* [tarantool-patches] [PATCH v2] replication: fix assertion with duplicated connect to same master
@ 2018-09-11 7:11 Olga Arkhangelskaia
2018-09-17 15:05 ` Vladimir Davydov
0 siblings, 1 reply; 3+ messages in thread
From: Olga Arkhangelskaia @ 2018-09-11 7:11 UTC (permalink / raw)
To: tarantool-patches; +Cc: Olga Arkhangelskaia
In case of duplicated connection to the same master we are not able
to check it at the very beginning due to quorum option. So we allow such
configuration to proceed till it is obvious. If it the initial
configuration - replica won't start and in case of configuration change
we will be notified about duplicated replication source.
---
https://github.com/tarantool/tarantool/issues/3610
https://github.com/tarantool/tarantool/tree/OKriw/gh-3610-assert_fail_when_connect_master_twice-1.10
v1:
Changes in v2:
- changed completely, now we let duplicated params to proceed
- stop the applier at the moment when replica has the same hash that other one
- changed test
src/box/box.cc | 4 ++-
src/box/replication.cc | 21 +++++++++++++--
test/replication/duplicate_connection.result | 37 ++++++++++++++++++++++++++
test/replication/duplicate_connection.test.lua | 16 +++++++++++
4 files changed, 75 insertions(+), 3 deletions(-)
create mode 100644 test/replication/duplicate_connection.result
create mode 100644 test/replication/duplicate_connection.test.lua
diff --git a/src/box/box.cc b/src/box/box.cc
index f25146d01..d3aeb5de0 100644
--- a/src/box/box.cc
+++ b/src/box/box.cc
@@ -667,8 +667,10 @@ box_sync_replication(bool connect_quorum)
diag_raise();
auto guard = make_scoped_guard([=]{
- for (int i = 0; i < count; i++)
+ for (int i = 0; i < count; i++) {
+ applier_stop(appliers[i]);
applier_delete(appliers[i]); /* doesn't affect diag */
+ }
});
replicaset_connect(appliers, count, connect_quorum);
diff --git a/src/box/replication.cc b/src/box/replication.cc
index 5755ad45e..d6b65e0a1 100644
--- a/src/box/replication.cc
+++ b/src/box/replication.cc
@@ -261,6 +261,21 @@ replica_on_applier_sync(struct replica *replica)

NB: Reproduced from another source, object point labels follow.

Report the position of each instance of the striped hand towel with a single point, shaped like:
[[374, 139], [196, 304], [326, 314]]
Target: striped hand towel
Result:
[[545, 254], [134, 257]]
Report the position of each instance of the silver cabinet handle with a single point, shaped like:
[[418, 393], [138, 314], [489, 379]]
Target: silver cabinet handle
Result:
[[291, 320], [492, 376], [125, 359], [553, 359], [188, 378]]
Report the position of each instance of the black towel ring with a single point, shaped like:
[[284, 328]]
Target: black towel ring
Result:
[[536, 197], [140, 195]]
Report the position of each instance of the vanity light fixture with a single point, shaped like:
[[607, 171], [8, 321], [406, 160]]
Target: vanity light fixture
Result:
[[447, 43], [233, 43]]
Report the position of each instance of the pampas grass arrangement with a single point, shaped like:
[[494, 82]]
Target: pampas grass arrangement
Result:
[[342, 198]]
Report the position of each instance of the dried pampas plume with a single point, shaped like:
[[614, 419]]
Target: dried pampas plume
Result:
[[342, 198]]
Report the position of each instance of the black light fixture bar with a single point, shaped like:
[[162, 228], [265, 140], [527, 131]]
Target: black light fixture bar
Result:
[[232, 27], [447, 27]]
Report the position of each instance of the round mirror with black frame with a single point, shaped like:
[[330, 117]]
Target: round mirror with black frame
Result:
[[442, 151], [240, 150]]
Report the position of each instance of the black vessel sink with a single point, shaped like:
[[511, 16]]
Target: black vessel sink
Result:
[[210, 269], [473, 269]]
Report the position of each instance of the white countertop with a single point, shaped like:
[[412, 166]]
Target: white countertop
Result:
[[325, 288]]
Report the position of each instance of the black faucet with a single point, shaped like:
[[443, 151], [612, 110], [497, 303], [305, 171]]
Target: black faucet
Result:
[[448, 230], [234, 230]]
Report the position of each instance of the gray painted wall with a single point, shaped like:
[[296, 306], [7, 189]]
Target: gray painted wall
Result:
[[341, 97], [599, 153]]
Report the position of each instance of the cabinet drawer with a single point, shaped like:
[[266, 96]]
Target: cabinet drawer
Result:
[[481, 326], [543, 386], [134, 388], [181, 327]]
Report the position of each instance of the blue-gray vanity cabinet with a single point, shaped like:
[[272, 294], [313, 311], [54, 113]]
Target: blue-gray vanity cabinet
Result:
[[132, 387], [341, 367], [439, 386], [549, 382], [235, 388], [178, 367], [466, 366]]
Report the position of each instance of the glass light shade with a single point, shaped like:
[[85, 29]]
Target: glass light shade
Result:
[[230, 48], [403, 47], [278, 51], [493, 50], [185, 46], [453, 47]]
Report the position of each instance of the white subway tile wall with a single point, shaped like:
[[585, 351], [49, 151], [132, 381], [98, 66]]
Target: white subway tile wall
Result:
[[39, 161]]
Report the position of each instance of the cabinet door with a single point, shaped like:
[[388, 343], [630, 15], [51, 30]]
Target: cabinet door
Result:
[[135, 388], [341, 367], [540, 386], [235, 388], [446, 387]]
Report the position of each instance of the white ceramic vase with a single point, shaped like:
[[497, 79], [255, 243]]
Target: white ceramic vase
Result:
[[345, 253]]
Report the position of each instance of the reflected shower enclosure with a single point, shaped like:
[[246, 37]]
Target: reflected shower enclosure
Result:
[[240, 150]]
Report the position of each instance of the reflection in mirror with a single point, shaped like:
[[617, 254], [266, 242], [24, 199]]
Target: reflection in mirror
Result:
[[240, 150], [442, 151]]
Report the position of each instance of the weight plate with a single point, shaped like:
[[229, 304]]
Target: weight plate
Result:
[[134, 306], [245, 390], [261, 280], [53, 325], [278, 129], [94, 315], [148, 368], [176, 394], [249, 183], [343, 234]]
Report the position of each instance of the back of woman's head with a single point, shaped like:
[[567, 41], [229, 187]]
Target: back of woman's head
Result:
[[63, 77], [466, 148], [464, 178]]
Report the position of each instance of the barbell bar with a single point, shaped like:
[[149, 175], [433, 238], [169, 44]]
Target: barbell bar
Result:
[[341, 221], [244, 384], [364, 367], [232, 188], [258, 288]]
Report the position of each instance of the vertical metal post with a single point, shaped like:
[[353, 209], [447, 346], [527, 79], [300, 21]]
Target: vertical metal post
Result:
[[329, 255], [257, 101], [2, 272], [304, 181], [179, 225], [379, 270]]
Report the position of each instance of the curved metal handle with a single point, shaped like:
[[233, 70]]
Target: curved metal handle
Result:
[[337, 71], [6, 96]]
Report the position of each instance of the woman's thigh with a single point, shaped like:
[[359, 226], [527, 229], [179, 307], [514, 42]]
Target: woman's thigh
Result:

replicaset_check_quorum();
}
+static void
+replica_on_applier_off(struct replica *replica)
+{
+ switch (replica->applier_sync_state) {
+ case APPLIER_CONNECTED:
+ replica_on_applier_sync(replica);
+ break;
+ case APPLIER_DISCONNECTED:
+ break;
+ default:
+ unreachable();
+ }
+
+}
+
static void
replica_on_applier_connect(struct replica *replica)
{
@@ -396,9 +411,10 @@ replica_on_applier_state_f(struct trigger *trigger, void *event)
/*
* Connection to self, duplicate connection
* to the same master, or the applier fiber
- * has been cancelled. Assume synced.
+ * has been cancelled. In case of duplicated connection
+ * will be left in this state, otherwise assume synced.
*/
- replica_on_applier_sync(replica);
+ replica_on_applier_off(replica);
break;
case APPLIER_STOPPED:
/* Unrecoverable error. */
@@ -427,6 +443,7 @@ replicaset_update(struct applier **appliers, int count)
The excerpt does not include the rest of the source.